EP0715004B1 - Suspension for electrophoretic depositing luminescent materials, particularly for the manufacture of flat screens - Google Patents

Description

The subject of the present invention is non-aqueous suspensions for depositing materials luminescent by electrophoresis, intended for particular to the realization of flat screens.

It applies in particular to the realization simple displays, allowing viewing still images, and the production of complex screens multiplexed, allowing the visualization of images animated, for example of the type of television images.

It is of particular interest for visualization devices by cathodoluminescence excited by field emission, comprising an electron source with an emissive cathode at microtips. Display devices for this type are described for example in the documents FR-A-2 687 839, FR-A-2 633 763 and US-A-5 231 387.

In Figure 1 attached, there is shown a display device of this type which includes a electron source 1 with microtips whose we see insulating substrate 1a, the resistive layer 1b, the microtips 1c, the insulating layer 1d and a grid the.

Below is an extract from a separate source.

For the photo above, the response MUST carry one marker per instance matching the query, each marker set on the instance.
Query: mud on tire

A space 3 in which we made the vacuum, separates this microtip source 1 of a substrate electrically insulating and transparent 5 which is provided an electrically conductive and transparent layer 7 forming an anode. On this anode, is arranged in look at the microtip source a layer 9 of a cathodo-luminescent material, also called phosphor.

Under the impact of electrons emitted by 1c microtips when the source is working, this layer 9 emits light 11 that a user 13 of the screen observes through the transparent substrate 5. With this screen, the phosphor is therefore observed from the side opposed to his excitement.

In the case of these flat screens microtips, electrons are accelerated to very low voltages (a few hundred volts) compared to the voltages used in the screens cathodic (20 to 25 kV). Therefore, in such screens, the phosphors are basically excited on the surface and must include the minimum of pollution. Contamination or the presence of thin layer on the surface of the phosphor grains is will result in a decrease in light output. The quality of the phosphor layer deposited constitutes therefore an important parameter.

In these microtip flat screens, the deposit of the phosphor layer must be carried out on a transparent and insulating substrate comprising a transparent and conductive coating, for example in indium tin oxide (ITO). Furthermore, for color display, the screen must have three families of conductive tracks with a width of a few tens of micrometers on which will be respectively deposited the corresponding phosphors in red, blue and green colors.

To obtain satisfactory quality, the different layers deposited must present the following properties: good adhesion to the substrate, homogeneity of thickness, high degree of purity for avoid mixing colors and suitable composition deposit mode.

In addition, the deposition technique must be reproducible, easy to use and suitable for high serial production rates.

Another important condition which must to be fulfilled, is that the coating transparent and conductive, forming the tracks conductive, for example indium tin oxide, must withstand the conditions for depositing phosphors, that is to say keep its transparency and electrical conductivity.

A widely used technique for making deposits of this type is the technique electrophoresis according to which the phosphor particles from a suspension of these particles, under the action of an electric field, the part to be coated playing the role of anode (anaphoresis) or cathode (cataphoresis).

The document FR-A-2 532 957 describes non-aqueous suspensions allowing the deposition of powders phosphors by anaphoresis. The liquid phase of the suspension used consists of a solvent based ketone containing a dispersing agent consisting of nitro-cellulose, and a strong acid and a strong base to give the suspension conductivity sufficient. With such suspensions, the time to deposit is of the order of 0.3 sec.

The use of this technique makes it possible to avoid deterioration of the conductive and transparent layer of the deposition electrode, since this is carried out by anaphoresis using the substrate in the anodic position, which avoids the appearance of ions. H ⁺ on the electrode. However, the deposition time being very short, it cannot be guaranteed that a reproducible and uniform thickness of the deposited layers will be obtained. The light yields of the screens are therefore not reproducible and the appearance is not uniform.

Document US-A-3,714,011 describes a technique for depositing phosphors by cataphoresis. The suspension used is a non-aqueous suspension to avoid problems due to the presence of H ⁺ ions on the electrode. Such a suspension can consist of an organic solvent containing a water-miscible cathode depolarizing agent, such as acetone, a little water and a metal salt such as hydrated magnesium nitrate, which makes it possible to electrically charge. the phosphor particles and plays the role of binder which makes it possible to obtain a highly adherent coating. The organic solvent can be isopropanol.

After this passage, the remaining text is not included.